Il concerto dei Nu Genea è uno spettacolo che tutti dovrebbero concedersi almeno una volta. Tutti quelli che amano la musica, che non amano gli schemi, che vogliono vedere cosa voglia dirsi divertirsi e divertire. Un grande tuffo nel loro Bar Mediterraneo, fatto di brani più "canonici" e lunghe suite, di canzoni diventate un grande classico pur fregandosene delle mode. È il Neapolitan sound che ogni tanto torna assumendo forme diverse attorno a un canone preciso, che possiamo riassumere come fusion. Lo sapevano bene James Senese, Pino Daniele, Tony Esposito, più recentemente gli Almamegretta e i 24 Grana: sapevano che esiste una vastità di suoni mediterranei da poter usare e mescolare unendola alla tradizione partenopea. E così il blues, il funk, il pop, il jazz e successivamente rap e trip hop si sono mescolati al Mediterraneo, a dimostrazione che quando un progetto ha sostanza può anche raggiungere tante persone seguendo percorsi alternativi a quelli canonici.

Al botteghino si vedono tante persone alla ricerca di un biglietto, introvabile da tempo, ormai. C'è chi non si arrende e tenta di capire come fare per entrare, finché si sente qualcuno dire "Inutile, non li tengono manco i bagarini". Giusto per rendere l'idea di come questo rito underground sia più grande di quello che qualcuno possa aspettarsi. Non fanno enorme rumore i Nu Genea, ma portano tante persone ai live, sia in Italia che all'estero; sembra quasi di rivivere i fasti dell'indie a cavallo del 2010, quando vari artisti erano in grado di spostare migliaia di persone ai propri concerti, riempire palazzetti, senza l'attenzione dei grandi media e del grandissimo pubblico che talvolta continuava a ignorare un movimento che è cresciuto fino a farsi mainstream. Erano artisti che facevano musica lontana da quello che era il canone riconosciuto, spesso anche meno contaminato di quello della band napoletana, ma che avevano costruito forti fandom.

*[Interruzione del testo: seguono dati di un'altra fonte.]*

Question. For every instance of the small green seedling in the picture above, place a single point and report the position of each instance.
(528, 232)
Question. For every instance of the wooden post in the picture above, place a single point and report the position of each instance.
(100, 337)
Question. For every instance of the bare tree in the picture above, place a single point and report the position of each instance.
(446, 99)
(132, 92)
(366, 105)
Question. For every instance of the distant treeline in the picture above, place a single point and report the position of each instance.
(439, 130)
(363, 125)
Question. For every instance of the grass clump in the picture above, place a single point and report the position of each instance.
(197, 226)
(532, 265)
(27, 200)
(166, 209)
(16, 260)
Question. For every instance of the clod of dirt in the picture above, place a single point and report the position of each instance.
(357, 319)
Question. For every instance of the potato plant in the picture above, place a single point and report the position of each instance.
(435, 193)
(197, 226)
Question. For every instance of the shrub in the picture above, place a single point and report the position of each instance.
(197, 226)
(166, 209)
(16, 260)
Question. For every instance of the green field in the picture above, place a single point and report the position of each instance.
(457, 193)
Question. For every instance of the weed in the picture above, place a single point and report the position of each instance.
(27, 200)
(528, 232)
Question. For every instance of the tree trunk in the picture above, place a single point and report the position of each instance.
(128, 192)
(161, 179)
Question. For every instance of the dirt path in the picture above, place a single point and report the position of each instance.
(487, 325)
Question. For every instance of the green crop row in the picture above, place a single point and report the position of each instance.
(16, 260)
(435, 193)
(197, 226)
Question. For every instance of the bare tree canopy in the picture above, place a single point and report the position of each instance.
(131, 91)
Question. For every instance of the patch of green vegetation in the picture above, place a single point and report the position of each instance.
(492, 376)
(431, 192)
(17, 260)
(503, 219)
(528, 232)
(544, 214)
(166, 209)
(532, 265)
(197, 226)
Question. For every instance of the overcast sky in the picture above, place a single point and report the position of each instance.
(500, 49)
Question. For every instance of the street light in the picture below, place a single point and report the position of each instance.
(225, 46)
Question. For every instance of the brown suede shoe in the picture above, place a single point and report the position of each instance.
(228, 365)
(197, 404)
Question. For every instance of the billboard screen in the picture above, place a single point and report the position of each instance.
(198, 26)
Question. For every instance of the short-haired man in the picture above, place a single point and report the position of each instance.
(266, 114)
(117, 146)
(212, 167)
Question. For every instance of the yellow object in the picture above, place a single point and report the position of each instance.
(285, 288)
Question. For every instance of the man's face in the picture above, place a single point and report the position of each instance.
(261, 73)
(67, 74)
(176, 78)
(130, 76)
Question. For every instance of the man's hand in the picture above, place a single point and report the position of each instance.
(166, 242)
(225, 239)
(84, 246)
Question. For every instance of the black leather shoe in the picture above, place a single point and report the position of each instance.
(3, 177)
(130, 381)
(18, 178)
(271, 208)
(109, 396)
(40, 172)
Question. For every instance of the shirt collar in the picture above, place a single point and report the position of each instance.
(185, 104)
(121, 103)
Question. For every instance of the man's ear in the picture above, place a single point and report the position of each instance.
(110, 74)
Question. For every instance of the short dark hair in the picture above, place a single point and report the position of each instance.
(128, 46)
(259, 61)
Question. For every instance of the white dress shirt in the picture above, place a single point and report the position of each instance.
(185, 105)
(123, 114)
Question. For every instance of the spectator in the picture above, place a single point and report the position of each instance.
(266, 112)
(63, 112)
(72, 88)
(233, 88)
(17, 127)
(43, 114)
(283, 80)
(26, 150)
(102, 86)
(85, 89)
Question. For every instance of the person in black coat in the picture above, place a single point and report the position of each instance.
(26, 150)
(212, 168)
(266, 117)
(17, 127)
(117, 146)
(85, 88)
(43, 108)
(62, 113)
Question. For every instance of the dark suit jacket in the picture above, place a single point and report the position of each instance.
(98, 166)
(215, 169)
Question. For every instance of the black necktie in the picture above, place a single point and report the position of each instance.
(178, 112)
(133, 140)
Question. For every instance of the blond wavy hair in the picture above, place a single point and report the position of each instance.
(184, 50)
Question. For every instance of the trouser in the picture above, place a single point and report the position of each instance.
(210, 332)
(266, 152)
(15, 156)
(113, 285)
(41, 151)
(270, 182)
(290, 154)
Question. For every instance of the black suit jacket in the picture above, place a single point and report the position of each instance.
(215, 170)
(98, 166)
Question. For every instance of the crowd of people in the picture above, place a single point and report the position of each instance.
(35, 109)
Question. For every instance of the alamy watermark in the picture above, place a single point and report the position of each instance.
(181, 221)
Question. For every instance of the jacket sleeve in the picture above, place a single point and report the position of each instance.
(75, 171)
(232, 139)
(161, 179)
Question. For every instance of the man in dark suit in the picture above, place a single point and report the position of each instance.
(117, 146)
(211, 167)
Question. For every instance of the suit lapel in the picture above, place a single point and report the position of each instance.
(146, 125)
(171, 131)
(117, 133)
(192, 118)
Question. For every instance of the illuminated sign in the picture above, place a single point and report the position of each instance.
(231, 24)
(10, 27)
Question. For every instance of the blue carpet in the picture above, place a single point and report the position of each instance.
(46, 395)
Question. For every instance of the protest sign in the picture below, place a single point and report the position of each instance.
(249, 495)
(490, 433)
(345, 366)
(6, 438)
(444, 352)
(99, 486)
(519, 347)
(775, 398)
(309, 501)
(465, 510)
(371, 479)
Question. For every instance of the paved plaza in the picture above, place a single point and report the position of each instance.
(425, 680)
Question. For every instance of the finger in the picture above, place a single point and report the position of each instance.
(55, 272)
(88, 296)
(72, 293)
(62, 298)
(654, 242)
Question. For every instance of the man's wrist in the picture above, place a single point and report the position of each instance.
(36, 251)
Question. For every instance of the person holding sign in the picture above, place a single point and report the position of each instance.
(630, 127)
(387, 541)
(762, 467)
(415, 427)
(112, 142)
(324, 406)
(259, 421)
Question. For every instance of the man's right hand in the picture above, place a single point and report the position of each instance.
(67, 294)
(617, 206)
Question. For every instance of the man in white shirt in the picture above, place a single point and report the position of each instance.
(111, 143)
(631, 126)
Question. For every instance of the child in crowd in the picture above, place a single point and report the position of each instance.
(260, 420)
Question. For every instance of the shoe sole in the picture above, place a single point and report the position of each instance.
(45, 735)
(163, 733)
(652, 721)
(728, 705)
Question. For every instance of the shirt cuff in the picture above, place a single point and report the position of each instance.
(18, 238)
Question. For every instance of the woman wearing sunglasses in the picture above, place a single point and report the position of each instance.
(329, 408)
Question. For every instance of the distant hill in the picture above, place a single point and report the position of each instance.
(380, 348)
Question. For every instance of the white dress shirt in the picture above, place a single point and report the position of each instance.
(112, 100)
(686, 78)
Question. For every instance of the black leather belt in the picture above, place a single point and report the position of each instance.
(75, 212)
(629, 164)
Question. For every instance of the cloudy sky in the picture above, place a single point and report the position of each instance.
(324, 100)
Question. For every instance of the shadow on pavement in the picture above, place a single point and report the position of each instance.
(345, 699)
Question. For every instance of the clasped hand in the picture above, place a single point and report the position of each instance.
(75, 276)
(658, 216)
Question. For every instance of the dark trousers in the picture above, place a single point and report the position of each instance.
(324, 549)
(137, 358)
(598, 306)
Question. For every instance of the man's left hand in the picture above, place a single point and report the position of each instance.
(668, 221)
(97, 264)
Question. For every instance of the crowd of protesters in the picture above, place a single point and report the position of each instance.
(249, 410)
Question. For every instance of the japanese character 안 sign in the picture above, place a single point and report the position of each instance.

Il concerto all'Arena Flegrea di Napoli ha dimostrato ancora una volta che Aquilina e Di Lena hanno toccato corde importanti ed è stato una summa di quello che possono fare sul palco. Due ore di musica, uno spettacolo che ha visto salire sul palco gli ospiti del loro ultimo album (pubblicato da Carosello Records). Circa sei mila persone completamente perse nelle atmosfere del loro Bar Mediterraneo, con la cantante Fabiana Martone a fare da presentatrice, intrattenendo il pubblico, tenendolo sempre sulla corda e presentando gli ospiti: la cantante francese di “Marechià” Celia Kameni, l'ing. Di Lena, che sul palco ha nuotato come nel video, il musicista polistrumentista Marco Castello, le coriste Federica Mottola e Annalisa Madonna, il cantante e musicista tunisino Ziad Trabelsi (voce, oud) e il coro di bambini del 69° Circolo Didattico Stefano Barbato (dirigente scolastico professoressa Maria Incoronato), diretto dalla maestra Elisabetta Visco che ha dato il la alla serata con una bella versione di Vesuvio.

La scaletta conta 16 pezzi, il concerto dura due ore, si apre con la loro cover di "Vesuvio", appunto, suona tutte le sfumature della loro musica, da Praja Magia, Pareva Ajere, Gelbi, Straniero, i successi più noti come Marechià, Tienatà e Je Vulesse, tra le altre. Si canta in italiano, napoletano, francese, arabo, si suonano percussioni, tastiere chitarre, bassi, ma anche l'oud, appunto, si sentono echi neanche tanto lontani di Medio Oriente e soprattutto si balla. È una vera e propria festa quella costruita dai Nu Genea, che hanno dimostrato che la musica vince su tutto, anche sul brand. La band, infatti, ha messo la musica al primo posto, al punto da non aver subito alcun contraccolpo dal passaggio da Nu Guinea al nuovo nome, alla faccia delle sciocchezze superficiali sulle identità. Insomma, ogni tanto si parla di ritorno della Neapolitan wave, sarebbe bello se la nuova onda partisse da loro, eredi della migliore tradizione. La Nuova Napoli riparta da loro.